Airports have a lot of moving parts, and the seamless machine we usually see from the terminals is the hard work of many people in the building and on the airfield.
That level of precision at the airport isn’t random. Airport employees must complete training courses for procedures and equipment to comply with local and federal regulations, and we get to enjoy the good results of that effort.
Training Management as an Investment
Some jobs require certifications and other methods of verifying an individual has the skills and knowledge needed to perform a function. If an employee doesn’t already have those credentials, an organization needs to make those accreditations available to an employee.
The minimum shouldn’t be the goal, however. Airports and other organizations should push their employees to pursue skills through courses and other means that help them build skills like communication, personnel management, and technical application.
Doing this does mean spending money, sure. And for organizations and airports with tighter budgets, it may not be an option. But larger budgets can accommodate their employees that want to grow, and they should. Many leaders across all industries believe the investment organizations make into their people does come back around and results in a net positive.
Those numbers won’t just materialize. Any organization that wants to track the return of the trainings their employees take will need a solution to track their progress.
Keeping Everything in Order
A Pulse into Personnel Development
Any solution an organization implements for tracking the training and development of their employees should be able to capture and normalize data. Some roles share certifications and other trainings. Soft skill-oriented development often has wide application. But the more technical you get, the more specific training becomes.
A solution should be able to take in the data regardless of its applicability and standardize it in a report. This gives managers a complete view of an employee’s professional development, and allow them to make the right recommendations for individual employees.
Administrative Measures for Development
Comprehensive records for each individual, as we just outlined, are a great tool. But managers need something to compliment those records, something that shows them the status of trainings for every individual under their supervision.
Each employee should track their progress with a particular training.
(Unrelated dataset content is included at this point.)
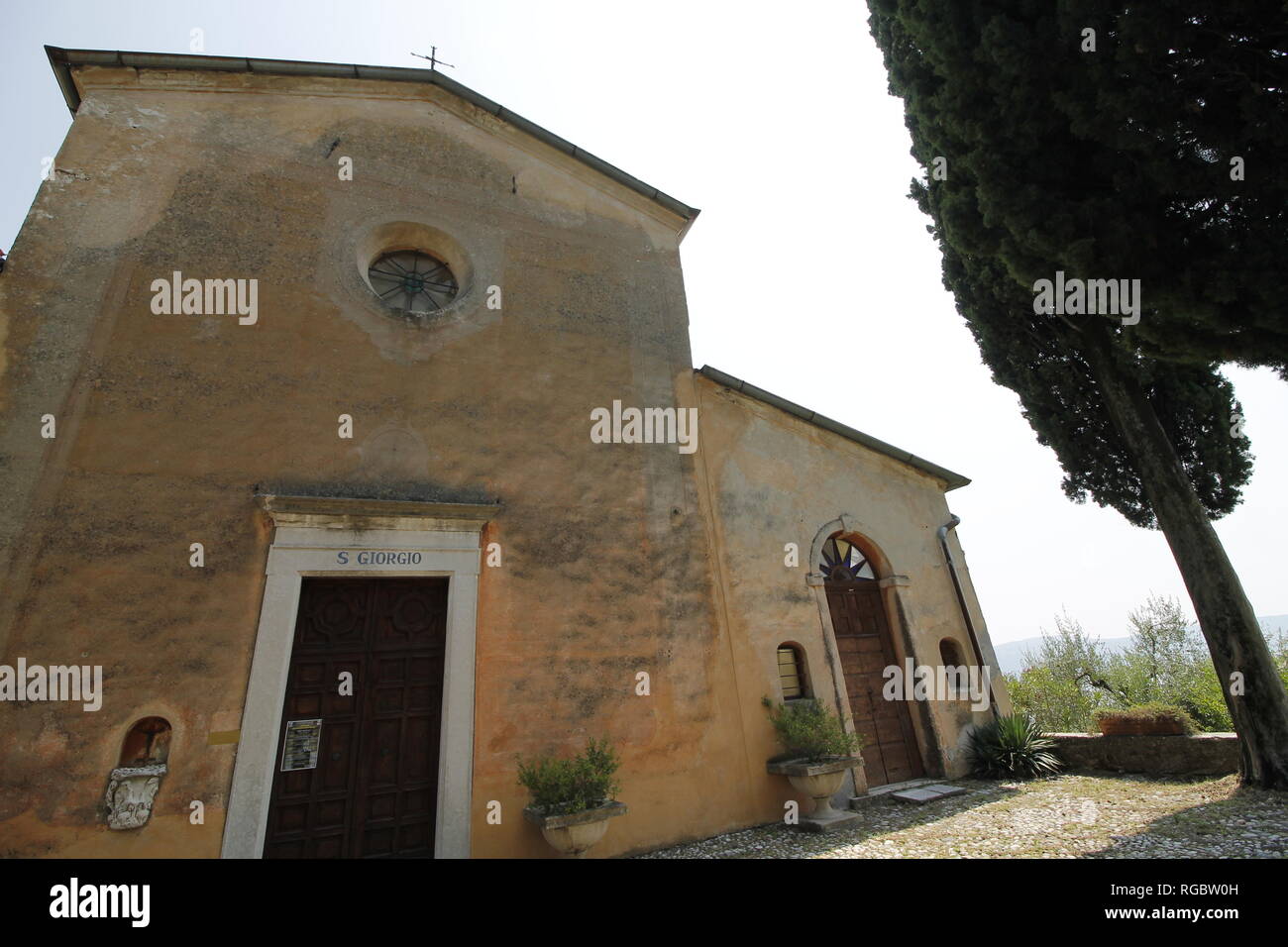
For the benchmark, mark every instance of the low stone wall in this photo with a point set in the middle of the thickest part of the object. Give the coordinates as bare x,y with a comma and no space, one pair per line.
1199,754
While they can update their supervisors as they go via email or other communications, an organization should take advantage of technology and build a workflow that moves forward alongside an employee’s training.
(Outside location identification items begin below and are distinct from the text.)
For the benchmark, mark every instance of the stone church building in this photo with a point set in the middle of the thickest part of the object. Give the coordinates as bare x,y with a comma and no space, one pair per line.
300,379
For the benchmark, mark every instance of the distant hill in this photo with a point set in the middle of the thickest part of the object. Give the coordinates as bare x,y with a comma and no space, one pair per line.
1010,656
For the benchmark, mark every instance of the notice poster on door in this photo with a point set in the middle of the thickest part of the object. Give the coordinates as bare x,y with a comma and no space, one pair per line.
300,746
Ideally, this workflow can feed into a report. Veoci, for example, can show all the data from each employee’s work-in-progress trainings on a dashboard, eliminating the need for a manager to go through individual records and workflows to understand where things stand. A manager can step in and facilitate where they see bottlenecks using a dashboard.
Notifications and Expirations
Some trainings and certifications expire. Many are valid for a few years, and in that time it’s easy for both personnel and their managers toforget to start the renewal process.
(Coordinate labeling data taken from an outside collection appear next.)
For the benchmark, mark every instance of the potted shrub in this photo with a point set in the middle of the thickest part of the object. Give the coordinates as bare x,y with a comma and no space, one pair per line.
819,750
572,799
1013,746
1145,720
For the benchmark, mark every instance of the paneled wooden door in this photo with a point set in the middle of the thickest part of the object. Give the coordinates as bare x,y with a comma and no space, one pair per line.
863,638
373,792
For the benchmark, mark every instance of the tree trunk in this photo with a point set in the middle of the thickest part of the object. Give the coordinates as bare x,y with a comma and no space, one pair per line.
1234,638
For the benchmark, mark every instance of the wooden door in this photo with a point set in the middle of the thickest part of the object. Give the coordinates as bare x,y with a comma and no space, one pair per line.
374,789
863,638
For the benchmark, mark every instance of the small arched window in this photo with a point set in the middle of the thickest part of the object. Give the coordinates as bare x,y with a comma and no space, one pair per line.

Certifications try to keep up with industry standards. New technology and regulations can drastically change the nature of an operation, and the administrators of trainings try to keep their materials in line with new expectations.
We all forget something occasionally, and annual, biannual, and triannual events are typical victims of that forgetfulness.
Technology can keep personnel and their managers ahead of the forgetfulness using notifications. A solution should enable timely notifications that remind any stakeholders to pursue certification and training renewals. Notifications may seem like a nice-to-have, but they can also be the final piece in creating an effective solution.